Bulletin Letter from 11/27/19

I’m often asked what I think of the current trials and tribulations of the Church. While everyone wants to blame everyone else for everything, and Priests are a lightning rod for controversy and polemic discussions, the fact is that in the grand scheme of things we know that the story of the Church ends well. And classically speaking, if a story ends well it’s a comedy. 

So we can look at the Church as an unfortunate comedy of errors in our time.  This is why Dante Alighieri wrote “The Divine Comedy”, and not “The Divine Tragedy”. It fell to Henry Wadsworth Longfellow to write the latter, and his story – a trilogy – ends in the modern period of the 1800s in protestant New England. If we only look at the present, we’ll never see what the Lord has in store for us. We live in the present, with the hope of a glorious future. 

The story of the church isn’t a tragedy, but personal histories can be. I’m bothered by the trials of the Church, but I’m more concerned with souls falling away from Jesus Christ and from the Faith. The trials of the Church are affecting people’s faith and their lives in very negative ways.
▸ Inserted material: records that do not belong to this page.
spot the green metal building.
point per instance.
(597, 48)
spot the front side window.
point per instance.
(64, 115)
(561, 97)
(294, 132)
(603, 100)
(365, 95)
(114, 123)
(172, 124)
If someone falls away and decides that they are Buddhist, new age, agnostic, or whatever – why should anyone be glad about that? If the Church promotes that in any way, why should a priest be glad about that? 

Several years ago the nun who was president of a national assembly of women religious, said that they were moving beyond Jesus Christ. Many priests thought this was a wonderful statement in our enlightened times. But they also had a noted new age thought leader speak at the same assembly, who promoted moving beyond Jesus Christ into territories once abandoned by the enemy of our souls, who is far more subtle and deceptive than most realize. Such things are horrifying and should be to everyone who knows and loves Jesus Christ. 

Jesus Christ is Lord, or He isn’t. Each person has to decide that for a fact, take up their cross and follow Him. Or they need to move on and see if the grass is truly greener on the other side. People fall away from the Church all the time. But when push comes to shove, they want Holy Communion on demand, they want a Catholic burial, they want the “Last Rites”, they want the spiritual help and consolations that ritual worship offers, they want a priest present, they want to know how to pray, they want Faith, they want a relationship with God and to know how God truly is. They want to earnestly search for the fruit of the divine work, so they may receive more abundantly of the healing effects of the Lord’s goodness.

Make up your minds to be one, holy, catholic and apostolic. It’s my own challenge as well. But let your yes be yes, and your no be no. It’s never really the time for waffling.